Jakarta is on high alert for Independence Day
Indonesian police have arrested 10 people in connection with the bomb explosion at an international hotel in Jakarta earlier this month, the national chief of police has announced.
General Dai Bachtiar said they were arrested in two separate raids but gave few details of the suspects.
The explosion at the Marriott Hotel in Jakarta on 5 August killed 12 people and wounded 150.
News of the arrests come as Indonesia was on a heightened state of alert on Sunday as it marked 58 years of independence from Dutch colonial rule.
Security forces surrounded Jakarta's hotels, churches and offices owned by foreign companies.
After Independence Day ceremonies at the presidential palace
General Bachtiar told reporters: "First we captured six people, and then four people."
He gave few other details, but added: "This is still developing. We are still searching for several people who need to be arrested."

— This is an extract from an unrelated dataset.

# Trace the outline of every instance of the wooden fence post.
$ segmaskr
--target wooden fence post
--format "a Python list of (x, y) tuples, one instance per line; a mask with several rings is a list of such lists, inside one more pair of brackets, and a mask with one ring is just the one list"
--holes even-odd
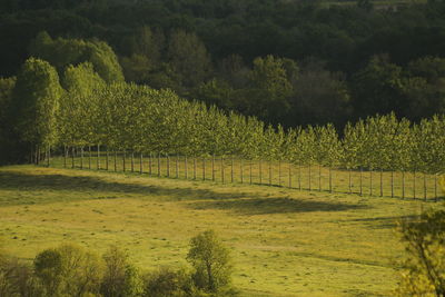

A 28-year-old man from western Sumatra, Asmar Latinsani, has already been identified by police as the bomber alleged to have carried out the suicide attack.
His severed head was found at the scene and was identified by two jailed members of the Jemaah Islamiah group who said they had recruited him.
General Bachtiar's announcement comes days after the arrest of Hambali, an Indonesian whose real name is Riduan Isamuddin, the suspected head of Jemaah Islamiah group which has been linked with the blast.
The group has also been blamed for the 2002 Bali bombing and other attacks around the region.
BBC correspondent Rachel Harvey says Indonesia's Independence Day will be a time for reflection as well as celebration for the country.
The hotel explosion and the continuing military conflict in the north-western province of Aceh has raised difficult questions about Indonesia's stability.
Our correspondent says that since the Jakarta bombing, the government appears more determined than ever to protect the unitary state of Indonesia.
Senior ministers say it is the time to stick together as the country is under attack.
But, perhaps the most worrying thing for Indonesia's leaders - our correspondent says - as they contemplate 58 years of independence from colonial rule is that these days the enemies appear to come from within.